Dans toutes ces brèches, il est possible de s’engouffrer. Le spectre du business s’est considérablement élargi ces dernières semaines. Dans un monde où l’on autorise et valorise des comportements prédateurs, supposément efficaces, il n’y a plus de risque à assumer pleinement sa nature conquérante. 50 nuances d’éthique, de radicalité, de capitalisme, de libéralisme, de vélocité se déploient désormais, comme autant de chemins, comme autant de choix. Comme autant de courages.
“Jamais nous n’avons été plus libres que sous l’Occupation” [Jean-Paul Sartre, Les lettres françaises, 1944]
Il demeure, loin de la ferveur, des dirigeants solidement arrimés, qui n’ont pas le sourcil circonspect mais le sourcil concentré. Ils se comptent les uns les autres, nous ne savons pas encore s’ils sont une minorité ou une armée. Ils ne s’agitent pas sous les caméras, ne font pas de coups d’éclat mais œuvrent en silence et en résistance pour un contre-modèle. Ils ont leur Histoire en étendard et leurs valeurs en bouclier. Ils savent qu’il n’y a pas d’éthique – esthétique du dedans (Paul Reverdy) – à géométrie variable, qu’il s’agit-là d’une discipline systématique et nécessaire (questionner ce qui est bon, juste et désirable) pour guider l’action. Ils se préparent à des tempêtes, à des pertes, sans angoisse car ils sont parés de l’essentiel : savoir pourquoi on fait les choses. Ils composent avec la complexité du réel et font du mieux qu’ils peuvent pour comprendre, discerner, (ré)concilier force morale et efficacité économique, court et long terme. Ils chevauchent l’époque.

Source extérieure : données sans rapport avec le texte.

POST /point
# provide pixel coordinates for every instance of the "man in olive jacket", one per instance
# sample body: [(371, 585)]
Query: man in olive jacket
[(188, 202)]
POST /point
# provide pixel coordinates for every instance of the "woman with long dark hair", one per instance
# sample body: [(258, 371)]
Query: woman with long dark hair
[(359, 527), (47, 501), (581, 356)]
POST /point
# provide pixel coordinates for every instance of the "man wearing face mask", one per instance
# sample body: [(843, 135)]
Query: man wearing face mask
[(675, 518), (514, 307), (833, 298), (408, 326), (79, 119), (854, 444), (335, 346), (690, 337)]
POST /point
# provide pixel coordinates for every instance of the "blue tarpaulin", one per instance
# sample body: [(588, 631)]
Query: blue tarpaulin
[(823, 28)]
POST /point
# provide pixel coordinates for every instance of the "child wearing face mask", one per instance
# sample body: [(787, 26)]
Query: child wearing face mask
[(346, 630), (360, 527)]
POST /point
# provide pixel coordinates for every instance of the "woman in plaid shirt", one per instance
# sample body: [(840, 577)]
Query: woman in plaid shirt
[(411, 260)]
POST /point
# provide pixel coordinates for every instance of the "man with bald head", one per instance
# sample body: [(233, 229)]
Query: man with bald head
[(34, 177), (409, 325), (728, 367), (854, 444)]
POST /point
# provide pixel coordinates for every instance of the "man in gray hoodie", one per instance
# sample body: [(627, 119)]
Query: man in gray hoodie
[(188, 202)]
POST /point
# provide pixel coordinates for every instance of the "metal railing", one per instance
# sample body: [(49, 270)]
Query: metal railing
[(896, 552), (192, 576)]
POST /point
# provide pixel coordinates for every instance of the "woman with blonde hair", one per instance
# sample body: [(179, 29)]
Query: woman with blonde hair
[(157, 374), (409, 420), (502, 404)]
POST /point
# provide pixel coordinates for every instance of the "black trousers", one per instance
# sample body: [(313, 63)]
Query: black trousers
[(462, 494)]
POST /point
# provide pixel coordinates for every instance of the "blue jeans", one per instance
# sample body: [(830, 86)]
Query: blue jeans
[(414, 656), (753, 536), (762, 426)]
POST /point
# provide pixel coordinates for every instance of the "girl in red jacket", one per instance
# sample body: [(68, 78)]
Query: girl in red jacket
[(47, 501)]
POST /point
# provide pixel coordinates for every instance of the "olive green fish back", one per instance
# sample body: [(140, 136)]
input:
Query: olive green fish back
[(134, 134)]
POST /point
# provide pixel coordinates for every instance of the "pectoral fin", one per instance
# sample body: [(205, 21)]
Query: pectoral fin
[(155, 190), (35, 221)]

Le contexte, à la fois sur-contraint et plus ouvert que jamais, autorise toutes les dérives, toutes les outrances, tous les raccourcis. Pourtant, une poignée d’individus chemine en ordre dispersé pour défendre d’autres récits. Ils osent prendre des actions à contre-courant, faire le pari du temps long, suivre une boussole résolument humaniste et refuser de laisser le marché dicter l’organisation de notre société, de leur société. “Le marché ne détermine pas ce qui est juste, il récompense ce qui est rentable. A nous d’élargir ce ce qui est rentable à ce qui est durable” (5).
Nous parlons là de courage. Notre monde n’a pas besoin d’âmes tièdes. Il a besoin de cœurs brûlants qui sachent faire à la modération sa juste place (6). Nous parlons surtout de liberté. Quand en 1944, Jean-Paul Sartre signe sa célèbre provocation philosophique “Jamais, nous n’avons été plus libres que sous l’Occupation allemande”, il nous rappelle que nous avons toujours le choix. Même dans les pires circonstances. Surtout dans les pires circonstances. La liberté n’est jamais la facilité au Far Ouest, elle est cette exigence éthique particulièrement rare, visible et critique, en temps de crise.
Dirigeantes, dirigeants, choisissons notre camp.
(1) Donald Trump, 2005
(2) 90% des médias français détenus par des milliardaires, Le Monde Diplomatique
(3) Edelman Trust Barometer 2024 : défiance croissante envers les institutions, 53% des sondés estiment que le capitalisme fait plus de bien que de mal.
(4) Freedom House 2024 : 57 pays ont vu leurs démocraties reculer cette année
(5) Mariana Mazzucato
(6) Albert Camus
(*) Emmanuelle Duez est entrepreneure (The Boson Project, Bugali), fondatrice d’associations (WoMen’UP, Youth Forever), administratrice d’entreprises, auteure (à paraître en mai aux Editions de l’Aube : Où sont passés nos rêves d’émancipation par le Travail ?) et titulaire d’un cours dédié à la transformation des organisations au Centre des hautes Etudes Militaires.